Although, I’ve always considered myself a singer; I went to seminary because I wanted to get more of a theological basis for how we understand music in the church, liturgics, and the importance of beauty in the world. And in that process, I’ve actually started to grow more towards conducting. I have this opportunity to train under mentors like Benedict Sheehan for this, and to get exposure to the breadth of our Orthodox liturgical music tradition on a larger scale, while also getting the rubrical knowledge I need for my seminary training. 

The bulk of the academic work that I’m doing here from my classes independently is based on the theology of beauty. My vocation is directly related to the liturgical music of the church, and that has brought a greater awareness of how our understanding of beauty really is unique as Orthodox Christians. Then the question becomes, how do we create spaces where we can participate in that beauty more? These are the questions I’m wrestling with right now.

What motivates you to do what you do?

I just called what I do a “vocation”, and a vocation is a calling. It is a pull. I think of what I do as a church musician in terms of the greater framework of what it really means to live an anaphoric life — a life that is offered up to God.  When I’m involved with the concert projects I participate in, and all of us are singing at a very high level of quality, and we are also singing the music of our church, which is a product of the composer’s own faith,  full of the radiant beauty of Christ,  and then you  take this music and  bring it to the  Divine Liturgy — then, and really then are you truly offering yourself up in a type of anaphoric movement. And every single human being has this capacity. I’m not saying that you have to go into iconography just because you’re an artist. But every person that is granted the skill set to create good work of art at a high level can lift these gifts back to God in their own way. Recently, I saw a short comic strip with a real theme of Orthodoxy, done in the style of a graphic novel. It was entirely edifying and refreshing to see a new medium being used to communicate the truths of the spiritual life. But I guess for myself personally, I feel indebted to use the skills I’ve learned and give them back to God at the highest level I possibly can, which originated for me,  in choral music. And that approach has blessed me immensely in my life.

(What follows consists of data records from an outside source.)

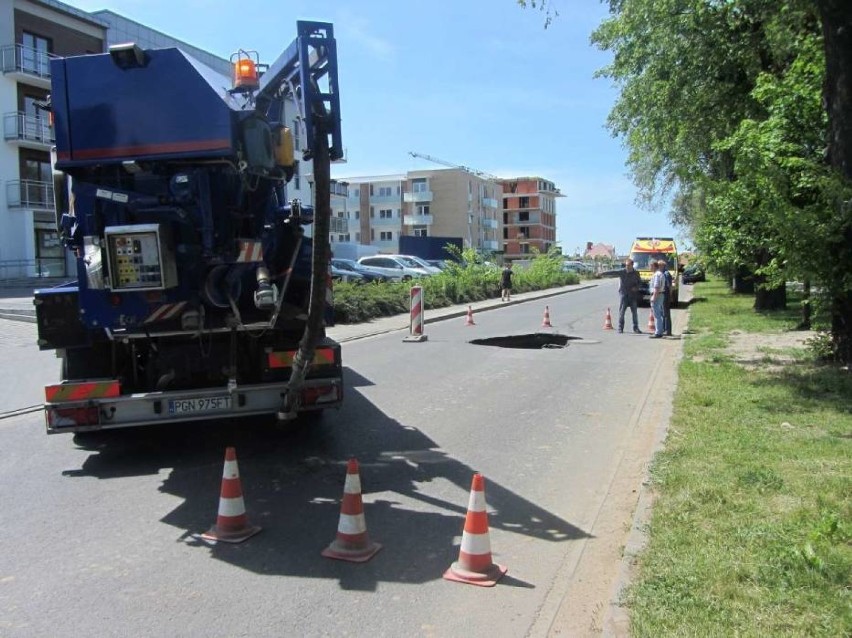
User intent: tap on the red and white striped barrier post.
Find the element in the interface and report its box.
[403,286,426,342]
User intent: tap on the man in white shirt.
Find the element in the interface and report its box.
[648,261,666,339]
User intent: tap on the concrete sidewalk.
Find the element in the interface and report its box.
[0,282,598,336]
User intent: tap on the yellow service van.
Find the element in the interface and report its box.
[630,237,681,307]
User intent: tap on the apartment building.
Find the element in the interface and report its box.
[0,0,107,279]
[336,168,502,254]
[500,177,564,260]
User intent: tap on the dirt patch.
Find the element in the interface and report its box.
[725,331,812,372]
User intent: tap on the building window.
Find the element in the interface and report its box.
[21,31,52,75]
[21,159,53,182]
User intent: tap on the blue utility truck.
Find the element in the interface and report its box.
[34,22,343,433]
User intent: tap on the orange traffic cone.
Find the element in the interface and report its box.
[201,447,260,543]
[464,306,476,326]
[541,306,553,328]
[444,473,509,587]
[322,459,382,563]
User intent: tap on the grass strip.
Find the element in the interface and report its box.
[626,280,852,638]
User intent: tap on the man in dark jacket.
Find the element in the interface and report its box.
[660,259,673,337]
[618,259,642,334]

How did music draw you in initially?

My family told me I sang before I spoke, and I distinctly remember putting on my father’s headphones and blasting some classical music while conducting the walls of our small apartment as a child.  Music is a part of being an Insignares. All of my family members play instruments, especially the guitar,  and I don’t think there is a single Insignares that doesn’t, you could say it is in our blood.  At family gatherings we sit around all afternoon into the evening and play music. My grandfather of blessed memory had a beautiful tenor voice, and we still have recordings which the whole family treasures. 

But practically speaking, I was an undergrad music student at College of Charleston in Charleston, South Carolina, which had a great choral program. My conductor, had a very close relationship with Dr. Joseph Flummerfelt of Westminster Choir College. Dr. Flummerfelt would always come to Charleston for the Spoleto Festival, and he conducted one of the semi-professional choirs that I sang with in Charleston just a few months before he passed away. So there’s a bit of a connection there. 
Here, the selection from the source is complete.